Mortality rates since 2001 have decreased more in Democratic counties than in Republican counties, creating a widening mortality gap, a new study shows.
The study, conducted in part by investigators from Brigham and Women’s Hospital, examined mortality rates and federal and state election data across the country from 2001 to 2019. They found a mortality gap — or a widening difference in death rates — between counties that had voted for a Democrat or a Republican in previous elections.
Specifically, mortality rates fell 22% in Democratic counties, as compared to only an 11% decrease in Republican counties.
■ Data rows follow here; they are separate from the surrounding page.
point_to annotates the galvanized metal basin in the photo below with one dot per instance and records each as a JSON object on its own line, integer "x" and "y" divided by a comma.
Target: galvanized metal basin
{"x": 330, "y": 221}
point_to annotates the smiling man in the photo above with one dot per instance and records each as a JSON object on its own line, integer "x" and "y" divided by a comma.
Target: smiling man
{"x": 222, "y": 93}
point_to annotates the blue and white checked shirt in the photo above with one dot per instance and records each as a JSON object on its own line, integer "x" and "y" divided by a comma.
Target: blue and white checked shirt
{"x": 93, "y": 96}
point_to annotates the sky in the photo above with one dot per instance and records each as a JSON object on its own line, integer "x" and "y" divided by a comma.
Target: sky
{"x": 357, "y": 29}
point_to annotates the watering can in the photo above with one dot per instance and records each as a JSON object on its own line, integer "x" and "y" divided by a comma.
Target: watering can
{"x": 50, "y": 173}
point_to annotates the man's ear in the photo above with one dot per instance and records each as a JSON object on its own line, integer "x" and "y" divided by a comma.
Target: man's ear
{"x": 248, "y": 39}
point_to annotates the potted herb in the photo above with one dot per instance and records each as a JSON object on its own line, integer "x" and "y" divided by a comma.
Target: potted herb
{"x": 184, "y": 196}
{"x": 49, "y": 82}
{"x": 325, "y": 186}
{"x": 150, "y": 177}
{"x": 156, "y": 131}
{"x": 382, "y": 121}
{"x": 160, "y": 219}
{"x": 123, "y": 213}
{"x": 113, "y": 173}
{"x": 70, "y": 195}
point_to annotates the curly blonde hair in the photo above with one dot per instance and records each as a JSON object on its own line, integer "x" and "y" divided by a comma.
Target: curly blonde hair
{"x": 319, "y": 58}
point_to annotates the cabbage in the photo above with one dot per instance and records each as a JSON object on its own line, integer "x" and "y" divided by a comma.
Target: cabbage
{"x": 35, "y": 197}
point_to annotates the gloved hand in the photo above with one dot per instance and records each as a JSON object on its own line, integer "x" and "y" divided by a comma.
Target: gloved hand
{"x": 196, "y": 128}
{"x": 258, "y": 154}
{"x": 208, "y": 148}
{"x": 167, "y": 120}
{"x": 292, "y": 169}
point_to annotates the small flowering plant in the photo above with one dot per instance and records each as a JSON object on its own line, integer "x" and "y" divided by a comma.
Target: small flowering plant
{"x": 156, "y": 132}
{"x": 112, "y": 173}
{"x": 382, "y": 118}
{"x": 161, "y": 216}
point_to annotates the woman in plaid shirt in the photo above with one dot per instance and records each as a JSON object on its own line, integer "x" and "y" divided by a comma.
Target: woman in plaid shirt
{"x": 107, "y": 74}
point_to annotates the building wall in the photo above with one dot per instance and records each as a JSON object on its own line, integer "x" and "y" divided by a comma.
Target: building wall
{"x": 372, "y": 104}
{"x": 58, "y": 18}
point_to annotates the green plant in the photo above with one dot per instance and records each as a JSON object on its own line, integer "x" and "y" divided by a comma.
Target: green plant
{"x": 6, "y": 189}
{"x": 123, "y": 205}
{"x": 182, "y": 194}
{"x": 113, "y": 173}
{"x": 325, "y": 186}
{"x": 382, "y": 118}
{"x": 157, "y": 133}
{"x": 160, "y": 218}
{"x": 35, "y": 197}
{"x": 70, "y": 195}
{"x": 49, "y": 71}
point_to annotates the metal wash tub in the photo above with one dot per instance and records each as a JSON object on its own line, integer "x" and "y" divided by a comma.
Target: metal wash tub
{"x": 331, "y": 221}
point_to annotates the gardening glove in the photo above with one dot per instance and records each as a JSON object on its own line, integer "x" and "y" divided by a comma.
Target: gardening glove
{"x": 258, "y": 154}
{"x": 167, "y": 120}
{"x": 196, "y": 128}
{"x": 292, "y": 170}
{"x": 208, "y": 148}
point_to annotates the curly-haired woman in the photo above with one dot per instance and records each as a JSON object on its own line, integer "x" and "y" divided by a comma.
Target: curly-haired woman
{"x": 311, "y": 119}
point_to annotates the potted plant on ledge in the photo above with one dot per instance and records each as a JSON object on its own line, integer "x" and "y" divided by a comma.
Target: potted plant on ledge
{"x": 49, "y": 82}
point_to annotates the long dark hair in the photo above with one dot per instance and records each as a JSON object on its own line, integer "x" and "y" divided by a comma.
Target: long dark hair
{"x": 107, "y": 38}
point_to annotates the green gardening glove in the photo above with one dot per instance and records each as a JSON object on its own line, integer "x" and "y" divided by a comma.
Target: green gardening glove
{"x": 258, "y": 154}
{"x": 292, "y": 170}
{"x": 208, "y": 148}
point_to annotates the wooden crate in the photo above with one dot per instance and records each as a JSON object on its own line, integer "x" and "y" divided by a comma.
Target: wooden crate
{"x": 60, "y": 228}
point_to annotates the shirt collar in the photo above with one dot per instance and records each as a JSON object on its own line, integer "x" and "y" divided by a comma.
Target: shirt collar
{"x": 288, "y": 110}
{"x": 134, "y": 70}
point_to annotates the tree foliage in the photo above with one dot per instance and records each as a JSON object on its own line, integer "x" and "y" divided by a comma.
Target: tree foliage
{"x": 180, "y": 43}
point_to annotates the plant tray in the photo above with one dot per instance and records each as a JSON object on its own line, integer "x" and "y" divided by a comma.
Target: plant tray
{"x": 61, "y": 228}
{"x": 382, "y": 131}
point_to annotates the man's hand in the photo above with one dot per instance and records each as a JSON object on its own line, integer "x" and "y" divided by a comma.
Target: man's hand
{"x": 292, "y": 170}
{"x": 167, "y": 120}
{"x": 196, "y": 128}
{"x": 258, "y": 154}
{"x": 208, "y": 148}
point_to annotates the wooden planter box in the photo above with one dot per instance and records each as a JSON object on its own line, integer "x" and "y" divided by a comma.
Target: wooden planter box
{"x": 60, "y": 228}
“In an ideal world, politics and health would be independent of each other and it wouldn’t matter whether one lives in an area that voted for one party or another,” Dr. Haider Warraich, a corresponding author of the study and member of the Division of Cardiovascular Medicine at Brigham, said in a statement. “But that is no longer the case. From our data, we can see that the risk of premature death is higher for people living in a county that voted Republican.”
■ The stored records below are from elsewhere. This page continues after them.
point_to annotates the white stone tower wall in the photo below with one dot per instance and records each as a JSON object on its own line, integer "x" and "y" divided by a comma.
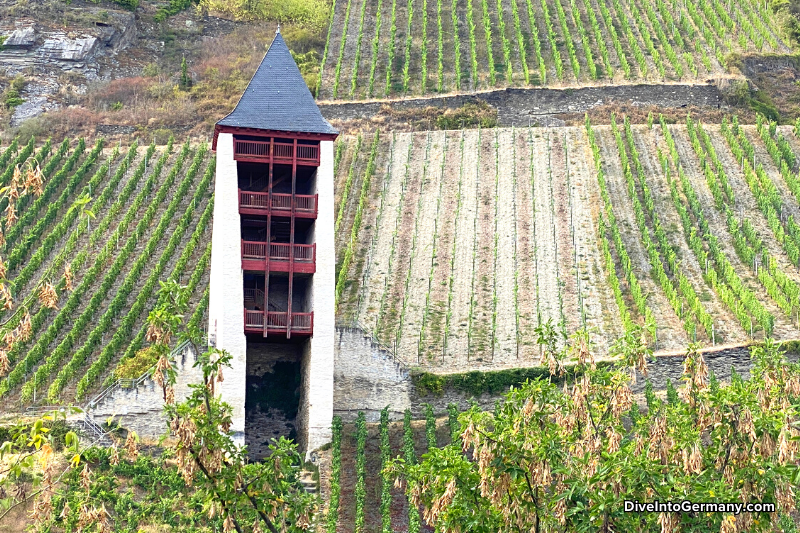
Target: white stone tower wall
{"x": 316, "y": 405}
{"x": 226, "y": 293}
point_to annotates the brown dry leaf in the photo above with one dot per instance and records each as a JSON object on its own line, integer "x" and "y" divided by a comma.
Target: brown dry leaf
{"x": 68, "y": 278}
{"x": 48, "y": 296}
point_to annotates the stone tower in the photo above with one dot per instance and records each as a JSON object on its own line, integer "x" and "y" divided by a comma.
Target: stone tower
{"x": 273, "y": 260}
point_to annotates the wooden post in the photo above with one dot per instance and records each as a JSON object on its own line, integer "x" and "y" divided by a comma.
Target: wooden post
{"x": 269, "y": 236}
{"x": 291, "y": 242}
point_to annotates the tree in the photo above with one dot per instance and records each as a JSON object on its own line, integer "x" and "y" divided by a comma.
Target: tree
{"x": 186, "y": 80}
{"x": 553, "y": 460}
{"x": 252, "y": 497}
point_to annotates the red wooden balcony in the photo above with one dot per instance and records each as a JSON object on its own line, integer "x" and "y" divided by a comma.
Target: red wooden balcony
{"x": 257, "y": 203}
{"x": 302, "y": 323}
{"x": 258, "y": 152}
{"x": 254, "y": 257}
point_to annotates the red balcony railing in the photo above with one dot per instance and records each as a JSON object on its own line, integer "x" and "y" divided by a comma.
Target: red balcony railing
{"x": 307, "y": 154}
{"x": 256, "y": 296}
{"x": 277, "y": 321}
{"x": 303, "y": 253}
{"x": 304, "y": 204}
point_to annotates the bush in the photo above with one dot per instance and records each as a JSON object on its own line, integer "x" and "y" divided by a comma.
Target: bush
{"x": 137, "y": 365}
{"x": 470, "y": 115}
{"x": 310, "y": 13}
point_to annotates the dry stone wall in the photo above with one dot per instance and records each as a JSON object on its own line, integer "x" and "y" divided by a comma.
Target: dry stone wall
{"x": 519, "y": 107}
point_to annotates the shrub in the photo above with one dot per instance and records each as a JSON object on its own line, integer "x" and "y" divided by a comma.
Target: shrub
{"x": 310, "y": 13}
{"x": 137, "y": 365}
{"x": 471, "y": 115}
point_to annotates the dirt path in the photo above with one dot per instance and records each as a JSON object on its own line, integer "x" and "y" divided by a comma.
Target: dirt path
{"x": 725, "y": 324}
{"x": 788, "y": 200}
{"x": 746, "y": 202}
{"x": 546, "y": 258}
{"x": 526, "y": 259}
{"x": 348, "y": 211}
{"x": 394, "y": 299}
{"x": 563, "y": 167}
{"x": 506, "y": 305}
{"x": 334, "y": 43}
{"x": 670, "y": 329}
{"x": 481, "y": 331}
{"x": 389, "y": 215}
{"x": 465, "y": 253}
{"x": 352, "y": 295}
{"x": 432, "y": 344}
{"x": 340, "y": 177}
{"x": 373, "y": 214}
{"x": 419, "y": 276}
{"x": 599, "y": 306}
{"x": 365, "y": 64}
{"x": 718, "y": 228}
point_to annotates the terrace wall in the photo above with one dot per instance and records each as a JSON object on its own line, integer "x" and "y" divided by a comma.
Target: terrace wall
{"x": 516, "y": 106}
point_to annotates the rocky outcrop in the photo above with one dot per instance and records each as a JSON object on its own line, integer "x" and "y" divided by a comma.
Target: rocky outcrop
{"x": 21, "y": 38}
{"x": 32, "y": 46}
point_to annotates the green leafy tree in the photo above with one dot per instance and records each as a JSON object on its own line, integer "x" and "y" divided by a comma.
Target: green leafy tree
{"x": 553, "y": 460}
{"x": 186, "y": 80}
{"x": 242, "y": 496}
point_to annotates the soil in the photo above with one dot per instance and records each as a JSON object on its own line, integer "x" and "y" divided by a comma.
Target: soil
{"x": 671, "y": 334}
{"x": 394, "y": 298}
{"x": 466, "y": 236}
{"x": 432, "y": 341}
{"x": 389, "y": 214}
{"x": 426, "y": 232}
{"x": 525, "y": 260}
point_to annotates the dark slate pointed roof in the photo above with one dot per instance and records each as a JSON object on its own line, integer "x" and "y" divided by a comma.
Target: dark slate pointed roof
{"x": 277, "y": 98}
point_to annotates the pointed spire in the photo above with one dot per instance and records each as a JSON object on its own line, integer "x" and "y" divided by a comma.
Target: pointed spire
{"x": 277, "y": 97}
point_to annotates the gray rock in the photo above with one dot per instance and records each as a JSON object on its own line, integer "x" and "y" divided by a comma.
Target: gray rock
{"x": 58, "y": 47}
{"x": 22, "y": 37}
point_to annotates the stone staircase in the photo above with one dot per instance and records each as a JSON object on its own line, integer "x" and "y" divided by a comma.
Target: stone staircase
{"x": 306, "y": 479}
{"x": 138, "y": 404}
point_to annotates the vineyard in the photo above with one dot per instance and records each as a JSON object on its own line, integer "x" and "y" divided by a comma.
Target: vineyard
{"x": 363, "y": 498}
{"x": 455, "y": 249}
{"x": 109, "y": 225}
{"x": 394, "y": 48}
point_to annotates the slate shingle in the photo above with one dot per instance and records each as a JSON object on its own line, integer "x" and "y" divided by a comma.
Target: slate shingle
{"x": 277, "y": 98}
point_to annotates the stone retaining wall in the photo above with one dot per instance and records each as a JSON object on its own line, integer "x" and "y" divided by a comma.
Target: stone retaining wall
{"x": 516, "y": 107}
This pattern was consistent across various subgroups explored in the study, including sex, race and ethnicity, and urban-rural location.
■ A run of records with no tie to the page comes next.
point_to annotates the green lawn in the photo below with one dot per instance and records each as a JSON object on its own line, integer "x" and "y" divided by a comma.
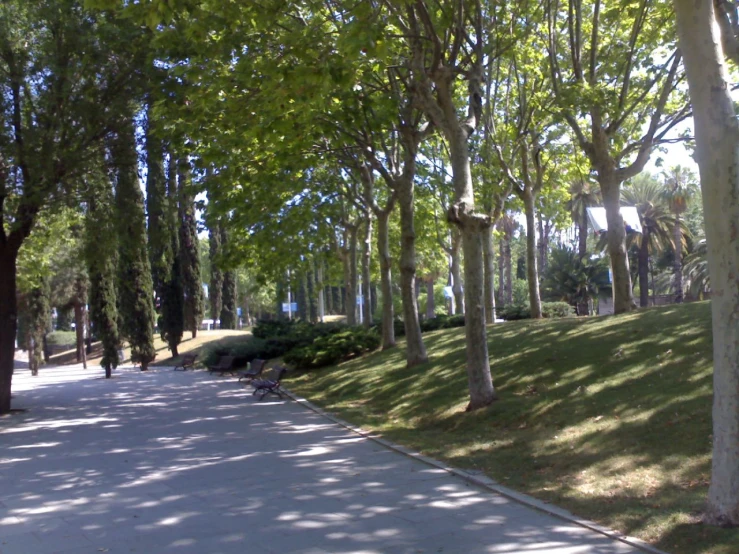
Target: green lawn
{"x": 609, "y": 417}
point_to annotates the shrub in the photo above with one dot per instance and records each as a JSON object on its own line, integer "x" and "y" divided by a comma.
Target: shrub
{"x": 333, "y": 348}
{"x": 557, "y": 309}
{"x": 548, "y": 310}
{"x": 514, "y": 312}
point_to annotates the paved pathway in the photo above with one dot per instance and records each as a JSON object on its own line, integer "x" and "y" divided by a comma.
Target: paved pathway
{"x": 191, "y": 463}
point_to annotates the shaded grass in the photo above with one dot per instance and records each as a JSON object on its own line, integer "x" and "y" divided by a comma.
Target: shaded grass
{"x": 609, "y": 417}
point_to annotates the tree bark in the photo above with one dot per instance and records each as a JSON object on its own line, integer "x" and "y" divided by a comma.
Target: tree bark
{"x": 430, "y": 305}
{"x": 582, "y": 232}
{"x": 717, "y": 149}
{"x": 678, "y": 264}
{"x": 8, "y": 322}
{"x": 462, "y": 213}
{"x": 644, "y": 270}
{"x": 508, "y": 258}
{"x": 488, "y": 260}
{"x": 532, "y": 272}
{"x": 79, "y": 327}
{"x": 623, "y": 300}
{"x": 383, "y": 250}
{"x": 321, "y": 291}
{"x": 457, "y": 284}
{"x": 415, "y": 349}
{"x": 366, "y": 274}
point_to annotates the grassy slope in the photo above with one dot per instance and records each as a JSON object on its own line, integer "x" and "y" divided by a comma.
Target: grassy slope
{"x": 608, "y": 417}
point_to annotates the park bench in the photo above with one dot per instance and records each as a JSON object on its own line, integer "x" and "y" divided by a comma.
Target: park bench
{"x": 187, "y": 361}
{"x": 225, "y": 365}
{"x": 256, "y": 367}
{"x": 264, "y": 387}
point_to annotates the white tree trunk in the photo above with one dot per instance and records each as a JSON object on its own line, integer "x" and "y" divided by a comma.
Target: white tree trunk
{"x": 383, "y": 251}
{"x": 489, "y": 257}
{"x": 717, "y": 148}
{"x": 415, "y": 349}
{"x": 532, "y": 271}
{"x": 455, "y": 254}
{"x": 623, "y": 299}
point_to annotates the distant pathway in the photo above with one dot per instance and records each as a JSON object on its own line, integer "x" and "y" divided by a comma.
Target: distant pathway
{"x": 187, "y": 463}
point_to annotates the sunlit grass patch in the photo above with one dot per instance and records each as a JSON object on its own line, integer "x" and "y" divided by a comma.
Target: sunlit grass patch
{"x": 608, "y": 417}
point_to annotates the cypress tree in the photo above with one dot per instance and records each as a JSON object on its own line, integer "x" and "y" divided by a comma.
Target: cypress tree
{"x": 64, "y": 318}
{"x": 160, "y": 243}
{"x": 228, "y": 310}
{"x": 312, "y": 294}
{"x": 172, "y": 318}
{"x": 101, "y": 267}
{"x": 189, "y": 251}
{"x": 301, "y": 295}
{"x": 216, "y": 275}
{"x": 134, "y": 271}
{"x": 281, "y": 295}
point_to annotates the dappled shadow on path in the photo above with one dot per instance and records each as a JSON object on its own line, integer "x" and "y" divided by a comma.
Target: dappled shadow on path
{"x": 190, "y": 463}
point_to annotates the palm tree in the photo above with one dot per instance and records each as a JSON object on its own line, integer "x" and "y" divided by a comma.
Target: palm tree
{"x": 680, "y": 187}
{"x": 647, "y": 195}
{"x": 583, "y": 195}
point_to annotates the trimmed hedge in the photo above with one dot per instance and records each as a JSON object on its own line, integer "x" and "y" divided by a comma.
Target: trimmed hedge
{"x": 334, "y": 348}
{"x": 548, "y": 310}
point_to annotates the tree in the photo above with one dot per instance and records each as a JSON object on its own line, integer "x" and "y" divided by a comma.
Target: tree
{"x": 228, "y": 294}
{"x": 66, "y": 76}
{"x": 100, "y": 254}
{"x": 189, "y": 250}
{"x": 647, "y": 194}
{"x": 717, "y": 153}
{"x": 37, "y": 311}
{"x": 216, "y": 275}
{"x": 680, "y": 187}
{"x": 619, "y": 102}
{"x": 135, "y": 290}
The study found that the age-adjusted mortality rate for both men and women was lower and improved more in Democratic counties than Republican ones.
The researchers found Black Americans throughout the study had higher mortality rates than white or Hispanic Americans. They also found that for Black and Hispanic Americans, there was “little gap” between improvement in the mortality rates experienced in Democratic and Republican counties.
While the age-adjusted mortality rate decreased consistently for Black residents of Democratic counties, Black residents of Republican counties experienced increases in mortality rate over several age ranges, according to the researchers.
Over the 18 years covered in this study, the gap in mortality rate between white residents of Republican and Democratic counties grew fourfold — the largest increase in any gap for a racial or ethnic group.
When looking at the most common causes of death, Democratic counties saw greater reductions in mortality rate. Common causes of death include heart disease, cancer, chronic lower respiratory tract diseases, diabetes, influenza and pneumonia, and kidney disease, according to the study.
The researchers found heart disease and cancer remain the leading causes of death in counties regardless of political affiliation. But they discovered declines in death from heart disease were more pronounced, resulting in a widening gap. By the end of the study period, Republican counties saw higher mortality rates than Democratic counties for cancer as well.
The study’s authors noted that the widening gap in death rates may reflect health policies and politics; the researchers detected an inflection point in 2010 when the Affordable Care Act passed. More Democratic states adopted Medicaid expansions, according to the study, which expanded health insurance coverage to people on a low income and may be reflected in mortality statistics.
In a press release about the study, the authors also noted that their research ended before the COVID-19 pandemic, which “may have had an even more profound impact on the mortality gap.”
“Our study suggests that the mortality gap is a modern phenomenon, not an inevitability,” Warraich said. “At the start of our study, we saw little difference in mortality rates in Democratic and Republican counties. We hope that our findings will open people’s eyes and show the real effect that politics and health policy can have on people’s lives.”